その記者によれば、実際に新型コロナウイルスによって消費は少なからぬダメージを受けている。現在はその回復期にあるが、この商戦で中国消費者、企業を「勇気づける」ために、ポジティブな要素を集中的に発信している様子が見えるという。
本来はこうした大きな出来事のあと、成長する商品と逆に営業を受けて減退する商品が分かれてくるもので、今回の「女王節」でもすべてのブランド、商品が伸びたわけではない。しかし、現在は中国の消費者や企業にも「回復」を印象付け、より自信を持った消費へとつなげるためにも、ポジティブ情報が不可欠。今回の「女王節」の成果の発表には、そうした社会の意図が見え隠れしているのである。
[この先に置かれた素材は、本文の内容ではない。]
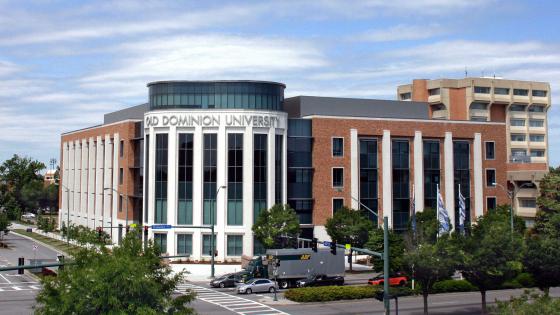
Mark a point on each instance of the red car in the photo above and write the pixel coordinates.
(396, 280)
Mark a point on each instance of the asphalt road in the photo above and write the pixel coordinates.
(17, 292)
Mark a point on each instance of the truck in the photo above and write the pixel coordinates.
(296, 264)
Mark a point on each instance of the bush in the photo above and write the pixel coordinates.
(446, 286)
(331, 293)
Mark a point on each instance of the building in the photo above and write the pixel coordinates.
(522, 105)
(220, 152)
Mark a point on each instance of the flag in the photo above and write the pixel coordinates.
(462, 212)
(443, 216)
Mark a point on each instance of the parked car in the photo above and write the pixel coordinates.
(320, 280)
(394, 280)
(227, 280)
(258, 285)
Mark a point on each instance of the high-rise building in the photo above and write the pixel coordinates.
(522, 105)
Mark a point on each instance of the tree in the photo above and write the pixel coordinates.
(491, 254)
(280, 220)
(348, 226)
(127, 280)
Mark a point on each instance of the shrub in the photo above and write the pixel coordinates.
(331, 293)
(446, 286)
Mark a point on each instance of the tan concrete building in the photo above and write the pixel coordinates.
(522, 105)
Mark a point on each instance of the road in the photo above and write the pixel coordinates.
(17, 292)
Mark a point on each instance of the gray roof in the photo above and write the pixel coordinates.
(302, 106)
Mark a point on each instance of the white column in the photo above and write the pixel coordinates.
(172, 188)
(354, 170)
(92, 150)
(418, 172)
(387, 177)
(248, 211)
(449, 177)
(477, 170)
(99, 181)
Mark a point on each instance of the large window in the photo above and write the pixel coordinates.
(209, 185)
(431, 172)
(461, 164)
(184, 244)
(185, 179)
(368, 176)
(161, 179)
(235, 179)
(260, 159)
(235, 245)
(401, 183)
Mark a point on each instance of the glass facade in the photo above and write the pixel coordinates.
(235, 179)
(401, 184)
(208, 95)
(160, 215)
(461, 165)
(369, 177)
(260, 159)
(209, 184)
(431, 172)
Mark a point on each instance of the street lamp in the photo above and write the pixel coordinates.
(511, 194)
(212, 249)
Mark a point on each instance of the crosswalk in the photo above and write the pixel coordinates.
(230, 302)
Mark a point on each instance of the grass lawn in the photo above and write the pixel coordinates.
(60, 245)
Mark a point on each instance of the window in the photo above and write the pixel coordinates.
(501, 91)
(539, 93)
(235, 245)
(536, 109)
(185, 179)
(536, 138)
(482, 89)
(406, 96)
(490, 150)
(235, 179)
(206, 244)
(337, 204)
(433, 91)
(537, 153)
(517, 108)
(160, 240)
(338, 146)
(338, 177)
(517, 137)
(517, 122)
(490, 203)
(528, 203)
(184, 244)
(536, 123)
(490, 177)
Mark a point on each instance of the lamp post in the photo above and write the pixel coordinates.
(212, 249)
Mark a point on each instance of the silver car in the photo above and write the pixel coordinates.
(258, 285)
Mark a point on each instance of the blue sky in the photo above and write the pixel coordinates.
(63, 64)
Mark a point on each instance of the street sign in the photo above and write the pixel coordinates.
(161, 227)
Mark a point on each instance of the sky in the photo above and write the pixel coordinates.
(63, 64)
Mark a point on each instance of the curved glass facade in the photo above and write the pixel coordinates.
(216, 94)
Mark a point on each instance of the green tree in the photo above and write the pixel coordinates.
(127, 280)
(348, 226)
(277, 221)
(491, 254)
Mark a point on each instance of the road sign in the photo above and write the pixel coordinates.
(161, 227)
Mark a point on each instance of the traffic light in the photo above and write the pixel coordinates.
(314, 244)
(333, 248)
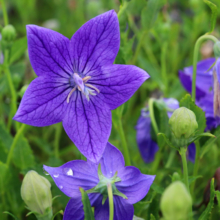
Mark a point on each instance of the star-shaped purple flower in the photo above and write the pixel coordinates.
(204, 88)
(147, 146)
(77, 82)
(126, 182)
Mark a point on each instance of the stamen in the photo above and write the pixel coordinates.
(93, 87)
(85, 79)
(71, 92)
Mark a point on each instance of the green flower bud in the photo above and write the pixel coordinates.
(176, 202)
(216, 49)
(8, 33)
(183, 123)
(35, 191)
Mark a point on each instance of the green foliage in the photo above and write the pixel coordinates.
(200, 114)
(18, 49)
(206, 214)
(89, 215)
(214, 10)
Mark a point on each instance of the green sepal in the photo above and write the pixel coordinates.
(168, 142)
(206, 214)
(88, 213)
(214, 10)
(6, 212)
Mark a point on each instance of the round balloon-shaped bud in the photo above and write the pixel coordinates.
(36, 193)
(176, 202)
(183, 123)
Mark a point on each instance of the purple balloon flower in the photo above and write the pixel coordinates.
(128, 183)
(204, 89)
(77, 82)
(147, 146)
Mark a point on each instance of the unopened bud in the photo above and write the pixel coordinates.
(216, 49)
(176, 202)
(35, 191)
(8, 33)
(183, 123)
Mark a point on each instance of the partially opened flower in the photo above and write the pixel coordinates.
(147, 146)
(128, 184)
(77, 82)
(204, 89)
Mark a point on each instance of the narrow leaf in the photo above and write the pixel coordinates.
(214, 10)
(206, 214)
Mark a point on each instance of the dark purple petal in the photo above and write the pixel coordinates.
(147, 146)
(74, 174)
(88, 124)
(74, 209)
(134, 184)
(96, 43)
(191, 152)
(44, 102)
(49, 52)
(117, 83)
(122, 210)
(203, 77)
(112, 160)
先ほどの中国メディア記者は、これから徐々に「伸びる品目」と「縮小する品目」、さらにそれが「長期的なものとなりえるか」というものが今まで以上に分かれてくると予想する。
それは新型コロナウイルス後の消費者ニーズ変化に合うか合わないか、また消費者が望む形でアプローチされているかよる。
そのため、この婦人節消費だけで判断するのではなく、「中長期的視野に立って多方面のデータから中国の消費状況を分析していく必要がある」と語る。
前出の女性はWeChatインタビューの最後に筆者にこう語ってくれた。
「前は財布の状況を考えて買っていたけど、今はもうそれもいいかなって。健康でいて、そして後悔しない人生が欲しいの」。
今回の新型コロナウイルスは中国の消費者の心を大きく変えている。そうした心の変化を知るためにも、海外企業はこれまで以上に細かく、そして長期的に中国消費者の様子を見ていく必要がある。